At first, however, the ad caused a furore. "There was a massive backlash," said Ramchandani. "[Actress] Kathy Burke said the phrase was the worst thing in the world. Traditionalists obviously hated it."
Ramchandani, now a partner at design agency Pentagram in London, came up with the idea while working at St Luke's, the advertising agency he co-founded.
At the time IKEA was struggling to sell its cheap, modern furniture in the UK, where consumers still preferred old-fashioned furnishings epitomised by chintz, a type of highly patterned printed cotton with a shiny finish that was widely used for upholstery and curtains.
"'Chuck out your chintz' started with an observation on how IKEA was doing in the country at the time, in 1996, when their furniture wasn't really going down very well," said Ramchandani, who realised that the ad needed to target women, who made most of the decisions regarding the home but who were not interested in Ikea's brand of cheery Modernism.
"The majority of people buying furniture were women at the time, and still are," he said. "I think 95 per cent of home decisions are made by women, and women didn't see IKEA's furniture as homely. They were thinking that modern furniture equals male and unwelcoming, like Mickey Rourke's bachelor pad in Nine and a Half Weeks.
"So no matter what they said about the price, women were rejecting it.
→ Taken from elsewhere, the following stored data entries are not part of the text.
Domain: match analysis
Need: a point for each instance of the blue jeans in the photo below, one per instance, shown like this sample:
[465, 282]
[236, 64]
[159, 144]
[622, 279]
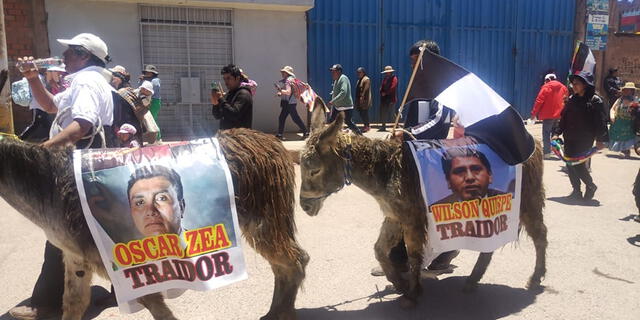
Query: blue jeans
[547, 126]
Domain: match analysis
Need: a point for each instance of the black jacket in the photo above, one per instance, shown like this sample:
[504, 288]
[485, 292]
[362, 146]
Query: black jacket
[582, 121]
[235, 109]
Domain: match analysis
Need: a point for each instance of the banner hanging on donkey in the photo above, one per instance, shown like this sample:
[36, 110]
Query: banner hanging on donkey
[163, 218]
[472, 195]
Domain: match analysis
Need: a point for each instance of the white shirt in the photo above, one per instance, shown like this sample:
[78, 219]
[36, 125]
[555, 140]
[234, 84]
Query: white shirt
[88, 96]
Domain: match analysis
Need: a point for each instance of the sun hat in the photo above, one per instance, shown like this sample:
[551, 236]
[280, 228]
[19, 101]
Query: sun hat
[127, 128]
[288, 70]
[151, 68]
[388, 69]
[91, 42]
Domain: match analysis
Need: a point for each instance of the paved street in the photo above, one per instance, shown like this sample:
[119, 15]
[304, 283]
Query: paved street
[593, 267]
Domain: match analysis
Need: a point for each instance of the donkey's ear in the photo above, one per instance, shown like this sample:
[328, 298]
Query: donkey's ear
[318, 116]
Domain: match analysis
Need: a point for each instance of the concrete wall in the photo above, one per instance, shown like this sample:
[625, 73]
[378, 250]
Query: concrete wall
[264, 42]
[117, 24]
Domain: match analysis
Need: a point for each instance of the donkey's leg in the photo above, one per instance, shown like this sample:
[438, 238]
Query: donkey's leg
[414, 239]
[288, 262]
[535, 227]
[390, 236]
[157, 307]
[478, 271]
[77, 287]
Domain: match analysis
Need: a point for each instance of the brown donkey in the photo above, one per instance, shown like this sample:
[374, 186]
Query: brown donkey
[381, 169]
[39, 183]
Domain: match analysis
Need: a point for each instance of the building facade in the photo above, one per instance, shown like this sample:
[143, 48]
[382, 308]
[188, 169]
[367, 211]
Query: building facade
[189, 42]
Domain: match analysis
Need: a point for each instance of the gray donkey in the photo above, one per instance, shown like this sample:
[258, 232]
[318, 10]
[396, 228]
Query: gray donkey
[381, 169]
[39, 183]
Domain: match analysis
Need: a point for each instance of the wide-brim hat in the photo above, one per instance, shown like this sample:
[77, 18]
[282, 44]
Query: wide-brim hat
[629, 85]
[586, 76]
[91, 42]
[151, 68]
[388, 69]
[288, 70]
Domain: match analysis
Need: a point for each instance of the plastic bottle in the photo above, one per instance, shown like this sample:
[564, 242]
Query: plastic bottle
[43, 63]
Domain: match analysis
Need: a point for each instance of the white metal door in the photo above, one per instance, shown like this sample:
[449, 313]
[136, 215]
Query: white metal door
[189, 46]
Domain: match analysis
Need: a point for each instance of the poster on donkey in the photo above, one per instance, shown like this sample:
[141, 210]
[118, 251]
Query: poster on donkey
[163, 218]
[472, 195]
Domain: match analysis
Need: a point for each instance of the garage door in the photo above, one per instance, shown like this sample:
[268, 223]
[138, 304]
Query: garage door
[189, 46]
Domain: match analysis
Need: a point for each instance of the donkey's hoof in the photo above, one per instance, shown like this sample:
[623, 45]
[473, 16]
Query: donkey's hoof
[470, 287]
[279, 316]
[407, 303]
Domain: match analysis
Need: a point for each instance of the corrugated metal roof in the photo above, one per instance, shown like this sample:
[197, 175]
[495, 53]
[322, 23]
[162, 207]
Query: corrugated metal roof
[509, 44]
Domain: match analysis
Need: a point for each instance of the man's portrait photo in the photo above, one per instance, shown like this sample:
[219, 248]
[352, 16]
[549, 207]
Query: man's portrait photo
[156, 200]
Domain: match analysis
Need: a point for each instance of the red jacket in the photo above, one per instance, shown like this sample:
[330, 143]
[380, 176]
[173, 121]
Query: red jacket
[550, 101]
[389, 86]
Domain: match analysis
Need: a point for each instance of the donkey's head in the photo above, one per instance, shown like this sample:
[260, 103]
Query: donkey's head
[321, 165]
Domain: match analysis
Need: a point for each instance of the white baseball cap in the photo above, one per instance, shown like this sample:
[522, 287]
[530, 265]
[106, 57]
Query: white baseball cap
[91, 42]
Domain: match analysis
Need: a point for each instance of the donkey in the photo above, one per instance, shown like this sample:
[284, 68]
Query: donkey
[380, 168]
[39, 183]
For them, it didn't equal a lovely home, because a lovely home equals some sort of translation of the country mansion."
In order to succeed in the UK, Ramchandani felt that IKEA had to "convert the UK's sense of what homely is. To get the Ikea style adopted, they had to put it right at the centre of British taste, and push out the old version of British taste."
Ramchandani pitched his preposterous idea to IKEA, turning up with his guitar to perform the jingle and expecting to be laughed out of the room.
However, IKEA's Anders Dahlvig, who went on to become president of the furniture giant, loved it. "He said, let's do it," said Ramchandani.
The ad campaign reached out directly to women, starting with a skip falling from the sky into a typical British street, which women enthusiastically fill with their outdated furnishings while singing the catchy "Chuck out your chintz" jingle.
The jingle subversively implied that despite advances in sexual equality, women were being let down by their domestic interiors.
"We're battling hard and we've come a long way, in choices and status, in jobs and in pay," one of the verses ran. "But that flowery trimmage is spoiling our image, so chuck out that chintz today!"
"[It was] calling on women to sort of reject the past and reject feminine models of the past, and actually embrace being a modern woman and have a modern home," said Ramchandani. "There's some great rhymes in that song by the way. There's some other very good lines that 'Chuck out your chintz' has eclipsed."
The campaign was a huge success in terms of sales, with some items selling 30 percent more after the ads aired. "That's quite a big swing from one advertising campaign," Ramchandani said, adding that the ads helped IKEA find its voice in the UK and informed their marketing and communications strategy for years to come.
"The campaigns that came after that, things like 'Stop being so English' etc, were very much about being the rebel, being a kind of social force in home furnishing. Being the people coming from the outside, bringing in new ideas and throwing old ideas out."